Social distancing is the phrase adopted to describe keeping a 2 metre (6 foot) gap between yourself and others. The reason for this is that large droplets containing virus produced by someone coughing out SARS Cov2 will fall to the ground within this “separation” distance and not contaminate anyone else. If you maintain this distance then it helps prevent the spread of the virus. Add in washing your hands and staying at home and you are doing ALL that you can to help reduce the spread of the virus. Healthcare workers thank you for implementing these measures to protect us and those at greatest risk.
It is unlikely that SARS Cov2 came from actually eating unusual meats like snake. SARS Cov2 is a bat coronavirus affecting the bat gastrointestinal tract, and is likely to have been acquired through contact with bat guano (poo!). Another good reason to wash your hands!
Can I still kiss and cuddle my loved ones?
You are welcome to do what you like but it would be prudent not to kiss and cuddle someone who has symptoms and signs of Covid-19… but let’s be real, if you already live with this person you are already exposed! If you are in a high risk category then try to avoid coming into close contact with loved ones, e.g. separation and care in shared spaces within the home such as kitchens, bathrooms and sitting areas. On a related note, I heard a prediction that there will be a baby boom in 9 months’ time (this often happens after a crisis) and marketing people are already coining the phrase “Coronials”.

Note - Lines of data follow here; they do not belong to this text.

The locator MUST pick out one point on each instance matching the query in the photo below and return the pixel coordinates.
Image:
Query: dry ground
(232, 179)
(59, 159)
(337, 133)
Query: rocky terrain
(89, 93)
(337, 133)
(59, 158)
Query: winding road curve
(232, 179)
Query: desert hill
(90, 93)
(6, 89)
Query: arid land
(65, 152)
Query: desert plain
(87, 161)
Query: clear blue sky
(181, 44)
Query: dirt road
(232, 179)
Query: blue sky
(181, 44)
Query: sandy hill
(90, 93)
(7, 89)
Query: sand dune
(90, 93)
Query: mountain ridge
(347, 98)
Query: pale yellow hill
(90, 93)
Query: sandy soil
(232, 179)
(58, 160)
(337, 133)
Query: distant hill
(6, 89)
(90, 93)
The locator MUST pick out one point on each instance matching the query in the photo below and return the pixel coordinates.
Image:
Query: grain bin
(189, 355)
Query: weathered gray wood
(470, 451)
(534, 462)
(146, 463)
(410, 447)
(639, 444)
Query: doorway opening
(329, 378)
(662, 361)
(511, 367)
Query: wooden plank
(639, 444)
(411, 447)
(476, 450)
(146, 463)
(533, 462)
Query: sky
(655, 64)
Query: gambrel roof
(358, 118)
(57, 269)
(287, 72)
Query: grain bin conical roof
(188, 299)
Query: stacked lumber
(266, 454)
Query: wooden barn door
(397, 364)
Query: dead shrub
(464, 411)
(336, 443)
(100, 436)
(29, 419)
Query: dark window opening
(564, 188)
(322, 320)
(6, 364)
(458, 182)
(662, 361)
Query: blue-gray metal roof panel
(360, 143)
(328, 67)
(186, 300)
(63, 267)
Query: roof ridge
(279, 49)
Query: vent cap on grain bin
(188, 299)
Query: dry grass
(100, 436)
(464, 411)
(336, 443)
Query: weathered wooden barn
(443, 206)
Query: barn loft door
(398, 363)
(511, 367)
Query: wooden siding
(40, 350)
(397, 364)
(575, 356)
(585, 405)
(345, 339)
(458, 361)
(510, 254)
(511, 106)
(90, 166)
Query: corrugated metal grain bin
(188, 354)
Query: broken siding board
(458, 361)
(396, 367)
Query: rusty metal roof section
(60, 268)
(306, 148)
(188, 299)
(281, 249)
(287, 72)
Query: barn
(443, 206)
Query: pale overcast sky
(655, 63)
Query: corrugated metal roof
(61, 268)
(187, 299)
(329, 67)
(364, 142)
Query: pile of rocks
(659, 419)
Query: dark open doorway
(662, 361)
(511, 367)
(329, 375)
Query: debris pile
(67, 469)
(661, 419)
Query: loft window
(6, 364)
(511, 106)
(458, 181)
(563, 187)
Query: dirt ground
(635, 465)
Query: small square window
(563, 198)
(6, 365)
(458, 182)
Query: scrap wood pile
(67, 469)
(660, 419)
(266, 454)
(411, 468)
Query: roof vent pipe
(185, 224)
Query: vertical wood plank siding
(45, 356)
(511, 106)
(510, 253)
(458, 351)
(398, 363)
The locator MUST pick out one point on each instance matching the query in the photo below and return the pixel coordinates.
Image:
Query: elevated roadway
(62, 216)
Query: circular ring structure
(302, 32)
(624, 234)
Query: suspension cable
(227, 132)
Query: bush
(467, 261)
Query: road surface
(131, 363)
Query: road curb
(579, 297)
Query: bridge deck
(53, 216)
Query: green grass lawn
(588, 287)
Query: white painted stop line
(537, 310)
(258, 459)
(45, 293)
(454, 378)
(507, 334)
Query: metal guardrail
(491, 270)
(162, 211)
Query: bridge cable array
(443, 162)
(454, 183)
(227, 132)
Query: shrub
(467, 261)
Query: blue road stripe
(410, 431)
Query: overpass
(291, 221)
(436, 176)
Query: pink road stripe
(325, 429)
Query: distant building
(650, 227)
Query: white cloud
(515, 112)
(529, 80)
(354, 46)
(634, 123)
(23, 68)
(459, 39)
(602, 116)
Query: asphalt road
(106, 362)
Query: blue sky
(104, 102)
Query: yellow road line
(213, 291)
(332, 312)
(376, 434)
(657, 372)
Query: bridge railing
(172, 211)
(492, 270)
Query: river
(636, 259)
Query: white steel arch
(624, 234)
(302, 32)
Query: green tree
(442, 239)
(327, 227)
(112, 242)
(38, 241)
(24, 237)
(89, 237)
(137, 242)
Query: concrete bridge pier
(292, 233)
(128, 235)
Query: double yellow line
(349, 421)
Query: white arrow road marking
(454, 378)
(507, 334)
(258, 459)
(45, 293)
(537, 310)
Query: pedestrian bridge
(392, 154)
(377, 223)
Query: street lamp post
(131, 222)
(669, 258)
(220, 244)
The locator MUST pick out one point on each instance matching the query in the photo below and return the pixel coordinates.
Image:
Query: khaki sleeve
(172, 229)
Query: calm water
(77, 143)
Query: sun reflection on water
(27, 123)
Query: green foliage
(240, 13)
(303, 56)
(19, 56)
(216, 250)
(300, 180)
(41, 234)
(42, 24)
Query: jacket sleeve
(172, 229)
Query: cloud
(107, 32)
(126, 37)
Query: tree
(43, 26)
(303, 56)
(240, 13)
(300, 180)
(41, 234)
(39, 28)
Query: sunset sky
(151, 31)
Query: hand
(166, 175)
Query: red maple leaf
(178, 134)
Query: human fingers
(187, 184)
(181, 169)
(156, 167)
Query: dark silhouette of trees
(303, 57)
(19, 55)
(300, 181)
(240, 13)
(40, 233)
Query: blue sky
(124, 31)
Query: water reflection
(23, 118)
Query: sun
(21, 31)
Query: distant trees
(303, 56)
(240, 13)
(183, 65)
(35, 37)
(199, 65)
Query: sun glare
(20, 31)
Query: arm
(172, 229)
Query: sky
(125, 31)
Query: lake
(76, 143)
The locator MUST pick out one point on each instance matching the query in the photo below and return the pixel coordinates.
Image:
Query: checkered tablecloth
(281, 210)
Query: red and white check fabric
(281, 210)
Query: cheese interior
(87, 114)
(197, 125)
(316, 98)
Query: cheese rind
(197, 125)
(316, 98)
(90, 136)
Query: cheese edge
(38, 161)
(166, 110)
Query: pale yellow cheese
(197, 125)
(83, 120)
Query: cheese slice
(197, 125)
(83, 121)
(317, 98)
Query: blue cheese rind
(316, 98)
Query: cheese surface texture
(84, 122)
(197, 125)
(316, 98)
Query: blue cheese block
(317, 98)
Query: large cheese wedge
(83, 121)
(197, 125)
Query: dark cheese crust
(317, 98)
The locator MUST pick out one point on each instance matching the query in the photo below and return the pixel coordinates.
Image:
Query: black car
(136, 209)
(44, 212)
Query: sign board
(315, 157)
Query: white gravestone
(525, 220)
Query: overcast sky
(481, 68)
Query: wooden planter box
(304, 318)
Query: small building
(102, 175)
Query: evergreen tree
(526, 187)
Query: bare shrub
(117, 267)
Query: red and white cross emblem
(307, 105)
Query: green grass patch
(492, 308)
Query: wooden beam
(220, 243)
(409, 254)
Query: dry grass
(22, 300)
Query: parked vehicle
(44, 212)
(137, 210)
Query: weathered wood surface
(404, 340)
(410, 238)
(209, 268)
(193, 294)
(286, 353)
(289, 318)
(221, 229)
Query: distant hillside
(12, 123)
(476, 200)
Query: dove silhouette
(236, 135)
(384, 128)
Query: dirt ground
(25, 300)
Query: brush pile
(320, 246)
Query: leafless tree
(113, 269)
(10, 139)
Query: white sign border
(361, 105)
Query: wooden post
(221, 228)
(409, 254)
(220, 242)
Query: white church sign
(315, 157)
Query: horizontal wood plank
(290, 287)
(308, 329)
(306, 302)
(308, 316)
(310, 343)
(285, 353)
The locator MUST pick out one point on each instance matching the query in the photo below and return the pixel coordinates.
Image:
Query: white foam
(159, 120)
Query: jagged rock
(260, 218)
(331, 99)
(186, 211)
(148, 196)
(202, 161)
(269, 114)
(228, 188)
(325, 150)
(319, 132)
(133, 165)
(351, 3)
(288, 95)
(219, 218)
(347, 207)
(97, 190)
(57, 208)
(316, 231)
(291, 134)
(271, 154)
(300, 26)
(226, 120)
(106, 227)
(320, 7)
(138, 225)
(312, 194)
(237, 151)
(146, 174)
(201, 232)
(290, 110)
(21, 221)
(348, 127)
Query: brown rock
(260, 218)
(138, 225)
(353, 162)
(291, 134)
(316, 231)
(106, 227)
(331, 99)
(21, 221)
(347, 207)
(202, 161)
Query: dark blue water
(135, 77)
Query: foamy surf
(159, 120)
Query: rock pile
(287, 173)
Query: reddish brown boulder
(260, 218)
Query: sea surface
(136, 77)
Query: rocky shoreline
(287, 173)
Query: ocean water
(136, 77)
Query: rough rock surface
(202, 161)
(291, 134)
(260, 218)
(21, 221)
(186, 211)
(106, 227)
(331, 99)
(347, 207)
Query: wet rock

REMEMBER if you have Covid-19 you must self-isolate for 7 days. Call a neighbour, friend, family member or a Covid-19 volunteer to assist you with basic needs. It would be good to have a central number for you to call but as yet I haven’t seen such a resource! Therefore if you can, pop a note with your contact details through your neighbours doors; if you have to go out, offer to shop for them too.
Will exercise help me now?!
There appears to have also been a run on gym equipment (Editor Chief in Charge is guilty of this!) Not sure if this is panic buying or last minute attempts to get healthy but I suspect it is more to do with gyms being closed and none of us gym addicts being able to get our fixes unless we do “home-gyming”. Going for exercise outside is currently allowed however a sudden increase in exercise will not provide protection; large increases in exercise when your body has not adapted to exercise may also not be beneficial.
I am also slightly concerned that all of those who went out and panic bought all of the high carbohydrate foods (pasta, bread flour, rice) over the last couple of weeks will actually eat all of that food and the obesity epidemic in the UK will get worse as a result of Covid-19… but then I’m a cynic who’s worried whether he’ll get an Easter egg this year or not… (Hint, hint to Editor Chief in Charge …AKA Wife)
Can the Easter Bunny get covid-19!?!
NO! Don’t even go there! Nor can pets including cats and dogs… Note: bats do not appear to be affected themselves by the virus they carry. I am expecting a really big egg after all of this! (Editorial contribution: I’ll buy you an ostrich!)
Remember these 2 key rules for dealing with Covid-19:
- Keep 2m of social distancing, wash your hands and stay indoors!
- If all else fails remember rule number 1
“Keep your head when all around you are losing theirs” or as I like to say “Stay Sane!”